Die Dermatophyten überwinden die geschädigte Hautbarriere oder gelangen durch Mikrotraumen
in die Haut. Krüger berichtet über granulomatöse Trichophytien durch Kratzverletzungen
mit pilzbefallenen Fuß- und Fingernägeln, nach Insektenstichen sowie durch Mikroverletzungen
an Pflanzendornen auf dem Boden von Durchblutungsstörungen oder Akrocyanose [8]. Radentz et al. sehen die Rasur der Beine, vor allem beim weiblichen Geschlecht,
als mögliche Quelle der Infektion an [13]. Lepage bezweifelt die Rasur als ursächliche Infestationsquelle und weist auf die
Möglichkeit akzidenteller, nächtlicher Kratzverletzungen, verursacht durch einen Lebenspartner
mit Fußnagelpilz hin („clawing injury”) [9].

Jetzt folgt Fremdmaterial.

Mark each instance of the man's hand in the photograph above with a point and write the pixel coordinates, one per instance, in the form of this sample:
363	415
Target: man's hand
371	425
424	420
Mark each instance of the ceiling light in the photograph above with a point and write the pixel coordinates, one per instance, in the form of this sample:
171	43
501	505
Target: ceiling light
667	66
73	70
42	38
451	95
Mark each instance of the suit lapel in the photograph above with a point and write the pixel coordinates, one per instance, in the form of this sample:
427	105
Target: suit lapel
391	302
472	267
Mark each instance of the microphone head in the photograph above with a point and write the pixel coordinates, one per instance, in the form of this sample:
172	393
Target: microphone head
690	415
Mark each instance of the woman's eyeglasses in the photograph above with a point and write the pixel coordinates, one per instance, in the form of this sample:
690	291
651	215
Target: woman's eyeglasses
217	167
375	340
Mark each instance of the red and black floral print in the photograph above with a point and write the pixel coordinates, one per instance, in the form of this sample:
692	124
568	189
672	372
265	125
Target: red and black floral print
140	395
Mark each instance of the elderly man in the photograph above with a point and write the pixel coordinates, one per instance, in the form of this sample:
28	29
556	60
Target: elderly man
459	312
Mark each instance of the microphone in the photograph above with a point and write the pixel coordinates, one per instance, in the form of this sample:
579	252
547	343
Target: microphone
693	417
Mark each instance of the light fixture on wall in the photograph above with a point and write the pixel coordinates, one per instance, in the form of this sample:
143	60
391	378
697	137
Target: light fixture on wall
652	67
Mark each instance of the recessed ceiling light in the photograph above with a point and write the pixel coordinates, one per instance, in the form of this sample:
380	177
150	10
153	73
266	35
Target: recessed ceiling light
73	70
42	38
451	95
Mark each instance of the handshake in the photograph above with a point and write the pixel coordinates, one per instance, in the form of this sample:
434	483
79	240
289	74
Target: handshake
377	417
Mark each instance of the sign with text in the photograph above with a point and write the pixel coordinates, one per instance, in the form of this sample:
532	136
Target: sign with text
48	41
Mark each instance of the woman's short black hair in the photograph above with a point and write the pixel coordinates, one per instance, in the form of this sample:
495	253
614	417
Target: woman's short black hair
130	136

Feingeweblich wird zwischen einer perifollikulären Form im Rahmen eines Traumas und einer subkutan-knotigen Form bei Immunsuppression unterschieden [1]
[8].
Die Veränderung der Wachstumsrichtung des pilzbefallenen Haares in Richtung Dermis
und die Perforation eines intrafollikulären mykotischen Mikroabszesses werden neben
traumatisch verlagerten Pilzelementen für die Entstehung des granulomatösen Entzündungsprozesses
im kutan-subkutanen Gewebe verantwortlich gemacht [1]
[8].
Im vorliegenden Fall ließ sich die epidermale Infestation mit Dermatophyten durch
ein positives Nativpräparat und den kulturellen Nachweis von Trichophyton rubrum bestätigen.
Die histopathologische Untersuchung zeigte massenhaft Myzelien in der Hornschicht
sowie follikuläre und perifollikuläre Pilzelemente in der Dermis (Abb. [3]
[4]
[5]).
Bei dem hier beschriebenen 68-jährigen männlichen Patienten waren anamnestisch weder
eine Immunsuppression noch ein lokales Trauma der Haut eruierbar. Umgang mit Tieren
sowie Gartenarbeit kamen als Infektionsquellen ebenfalls nicht infrage. Eine Rasur
der Unterarme war nicht erfolgt. In dem von uns beschriebenen Fall kommt pathogenetisch
vermutlich das Zusammentreffen des Terrainfaktors akrale Minderdurchblutung in Verbindung
mit einem unbemerkten Mikrotrauma in Betracht, was nach Auffassung der Autoren zur
Inokulation des ubiquitär verbreiteten Erregers führte.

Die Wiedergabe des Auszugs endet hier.